Đại Nam Văn Hiến. The result of indirect government spending. What a waste.
Early morning rise to visit the Can Tho (Mom’s hometown) boat market.
The sunset at Phu Quoc, where I beach-bummed for two days.
Taking a break from the Hanoi heat.
Cat Ba is a touristy place, similar to the boardwalks of the U.S.. Hotels and shops line the strip. House boats can be spotted if one looks out towards the waters. No doubt they belong to the locals.
A fairly common shot if you have seen pictures of Ha Long Bay. Our cruise on a Ha Long Bay junk ship led us to a small cove, where a popular cave is situated. Hiking up to the cave revealed the shot shown.
Ha Long means descending dragon. The bay consists of around two-thousand islands of various sizes. Folklore states that the gods sent dragons to assist the Vietnamese against the invading Chinese. These dragons would spit out jade and create a barrier. The jade would eventually become the little islands that now dot Ha Long Bay. The dragons liked earth so much, they decided to make it their home. Ha Long gets its name from when the mother dragon descended into the bay and making it her home.
A little trivia bit is that Hanoi went by many names in the past, one of which is Thang Long. Thang Long translated in English is ascending dragon.

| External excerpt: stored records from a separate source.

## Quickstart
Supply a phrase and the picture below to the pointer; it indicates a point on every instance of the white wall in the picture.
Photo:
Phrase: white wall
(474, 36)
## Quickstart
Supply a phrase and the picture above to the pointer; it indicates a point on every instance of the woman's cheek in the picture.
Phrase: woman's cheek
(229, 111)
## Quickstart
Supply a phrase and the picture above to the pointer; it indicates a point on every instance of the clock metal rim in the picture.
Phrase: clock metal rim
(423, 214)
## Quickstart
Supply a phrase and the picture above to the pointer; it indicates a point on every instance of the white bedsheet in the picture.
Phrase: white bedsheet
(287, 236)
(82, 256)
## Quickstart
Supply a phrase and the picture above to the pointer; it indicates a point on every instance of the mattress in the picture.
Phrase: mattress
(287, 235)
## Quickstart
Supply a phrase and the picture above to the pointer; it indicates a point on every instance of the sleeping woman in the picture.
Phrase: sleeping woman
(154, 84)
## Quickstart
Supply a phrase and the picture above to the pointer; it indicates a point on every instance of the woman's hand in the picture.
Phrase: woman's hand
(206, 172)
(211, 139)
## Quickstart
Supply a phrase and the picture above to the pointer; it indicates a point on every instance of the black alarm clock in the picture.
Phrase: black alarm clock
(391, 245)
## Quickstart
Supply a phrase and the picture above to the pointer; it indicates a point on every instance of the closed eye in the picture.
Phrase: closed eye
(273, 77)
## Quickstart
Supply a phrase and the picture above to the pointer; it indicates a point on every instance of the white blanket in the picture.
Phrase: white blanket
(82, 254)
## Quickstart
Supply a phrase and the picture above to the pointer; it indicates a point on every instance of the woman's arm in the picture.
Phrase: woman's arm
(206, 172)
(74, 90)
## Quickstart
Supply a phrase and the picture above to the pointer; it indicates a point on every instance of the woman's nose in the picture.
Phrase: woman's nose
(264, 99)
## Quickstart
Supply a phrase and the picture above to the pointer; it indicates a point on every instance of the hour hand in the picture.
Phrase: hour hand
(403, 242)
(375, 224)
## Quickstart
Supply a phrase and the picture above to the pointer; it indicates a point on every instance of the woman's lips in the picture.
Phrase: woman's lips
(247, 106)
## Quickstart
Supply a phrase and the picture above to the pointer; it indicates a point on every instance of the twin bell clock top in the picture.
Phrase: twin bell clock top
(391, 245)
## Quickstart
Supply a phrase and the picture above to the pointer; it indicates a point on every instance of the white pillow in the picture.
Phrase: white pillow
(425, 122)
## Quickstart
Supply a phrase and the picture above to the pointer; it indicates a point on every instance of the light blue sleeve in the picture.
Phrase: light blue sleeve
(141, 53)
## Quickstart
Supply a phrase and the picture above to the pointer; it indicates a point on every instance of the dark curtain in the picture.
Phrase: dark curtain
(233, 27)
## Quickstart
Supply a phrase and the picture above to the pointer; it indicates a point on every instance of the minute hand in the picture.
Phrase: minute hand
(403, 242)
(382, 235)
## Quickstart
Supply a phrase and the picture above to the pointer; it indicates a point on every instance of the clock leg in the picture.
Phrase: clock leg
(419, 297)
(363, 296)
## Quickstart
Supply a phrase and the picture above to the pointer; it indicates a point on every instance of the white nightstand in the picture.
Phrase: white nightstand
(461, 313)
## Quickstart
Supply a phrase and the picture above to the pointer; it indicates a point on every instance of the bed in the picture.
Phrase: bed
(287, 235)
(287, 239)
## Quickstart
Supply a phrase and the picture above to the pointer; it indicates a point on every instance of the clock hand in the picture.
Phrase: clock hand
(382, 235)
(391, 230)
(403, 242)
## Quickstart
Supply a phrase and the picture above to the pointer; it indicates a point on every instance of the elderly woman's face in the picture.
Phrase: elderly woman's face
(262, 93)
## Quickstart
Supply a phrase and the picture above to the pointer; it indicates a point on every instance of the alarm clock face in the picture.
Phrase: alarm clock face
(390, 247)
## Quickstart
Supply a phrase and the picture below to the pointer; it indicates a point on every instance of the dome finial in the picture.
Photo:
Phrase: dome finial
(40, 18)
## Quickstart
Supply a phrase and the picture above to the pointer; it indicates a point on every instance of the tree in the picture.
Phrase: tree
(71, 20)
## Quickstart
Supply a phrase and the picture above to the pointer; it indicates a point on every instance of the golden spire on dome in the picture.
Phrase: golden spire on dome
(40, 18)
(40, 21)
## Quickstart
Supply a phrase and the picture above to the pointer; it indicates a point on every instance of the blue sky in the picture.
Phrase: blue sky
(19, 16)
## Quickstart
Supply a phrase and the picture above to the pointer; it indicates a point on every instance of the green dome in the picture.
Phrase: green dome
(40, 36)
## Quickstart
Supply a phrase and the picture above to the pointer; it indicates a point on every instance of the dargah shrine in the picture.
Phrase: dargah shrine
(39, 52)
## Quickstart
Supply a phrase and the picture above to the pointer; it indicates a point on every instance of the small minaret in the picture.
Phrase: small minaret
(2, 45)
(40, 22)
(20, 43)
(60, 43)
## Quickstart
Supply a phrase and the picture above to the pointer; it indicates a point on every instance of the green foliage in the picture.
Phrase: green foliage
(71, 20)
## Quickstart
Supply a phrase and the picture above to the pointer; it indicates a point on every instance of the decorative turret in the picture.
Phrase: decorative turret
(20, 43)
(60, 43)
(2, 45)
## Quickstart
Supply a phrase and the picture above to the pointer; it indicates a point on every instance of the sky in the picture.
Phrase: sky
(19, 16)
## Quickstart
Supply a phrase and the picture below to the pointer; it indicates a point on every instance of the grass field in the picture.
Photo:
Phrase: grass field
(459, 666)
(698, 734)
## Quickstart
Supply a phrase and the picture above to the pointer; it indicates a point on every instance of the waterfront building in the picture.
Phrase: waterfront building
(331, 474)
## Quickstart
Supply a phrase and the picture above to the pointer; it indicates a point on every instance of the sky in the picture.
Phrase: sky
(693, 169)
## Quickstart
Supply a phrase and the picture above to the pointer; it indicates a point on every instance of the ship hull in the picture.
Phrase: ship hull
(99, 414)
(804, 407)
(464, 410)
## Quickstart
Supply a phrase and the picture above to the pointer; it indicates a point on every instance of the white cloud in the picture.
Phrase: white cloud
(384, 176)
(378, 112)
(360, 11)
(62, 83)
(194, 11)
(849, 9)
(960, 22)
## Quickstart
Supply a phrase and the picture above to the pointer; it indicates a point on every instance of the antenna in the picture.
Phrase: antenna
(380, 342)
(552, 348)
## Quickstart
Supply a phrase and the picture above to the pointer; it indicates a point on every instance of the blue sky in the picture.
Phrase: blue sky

This is one popular old man.
During our twelve mile hike through Sapa, we passed through the village of Cat Cat. Situated in Sapa, this is where some of the Hmong reside. The Hmong are an Asian ethnic group that reside in the mountain regions of Vietnam, Laos, Cambodia, Thailand, and Burma. You may have also seen them in Clint Eastwood’s Gran Torino.
Upon arrival, we were greeted by little girls who were trying to sell off their “handmade” trinkets. Handmade is in quotes because now-a-days these things are machine mass produced. I tell you, these little kids were the cutest kids ever. I’m sure if given the chance they would take over the world by their cuteness. Heck, they can speak a lot of languages: Vietnamese, Hmong, English, French, Russian, Czech, Portuguese, just to name a few. It is what they learn for their trade as vendors that caters to tourists. You have to be careful though. If you buy something from one of them, ten more will appear to try to pawn their wares. My dad said when he visited back in the 90s, all this vendor-tourist activities didn’t exist.
Which makes you think that as a tourist, by visiting are you giving a helping hand in destroying their culture?
One thing stood out during my three day stay in Sapa: where are the Hmong men? The women, it seems, are doing the vending and hard labor, but none of the men were in sight. Well… I did see two Hmong boys having a cold Tiger, but they don’t count.
Taking a break from the twelve plus mile hike. Although leading a difficult life, their smiles are genuine.
Hmong boys enjoying the morning with a forty of Tiger.
A little groggy, we got off the run-down government train (we paid for the high-end Golden train, but was dealt with our first and only scam of the trip) and was met with this. Lo Cai men on motor bikes assertively offering their taxi services, specifically targeting foreigners, Viet Kieus, basically anyone that looked wealthy. This is a common sight throughout Vietnam.
Fighting through the crowd and turning down offers, we manage to find our reserved taxi van, which bore a Mercedes logo. Luggage in the trunk, we started our 25 mile/1 hour ride to Sapa.
Triangular “round-about” area where Hang Gai, Cau Go, Dinh Tien Hoang streets meet. Right off the Hoan Kiem Lake.
Sunset at Hoan Kiem Lake. While in Hanoi, I spent every morning here drinking coffee and people watch.
Ho Chi Minh’s mausoleum. Poor guy had the same fate as Lenin. Unfortunately, I wasn’t able to visit Uncle Ho. He didn’t want to be disturbed while taking his chemical bath.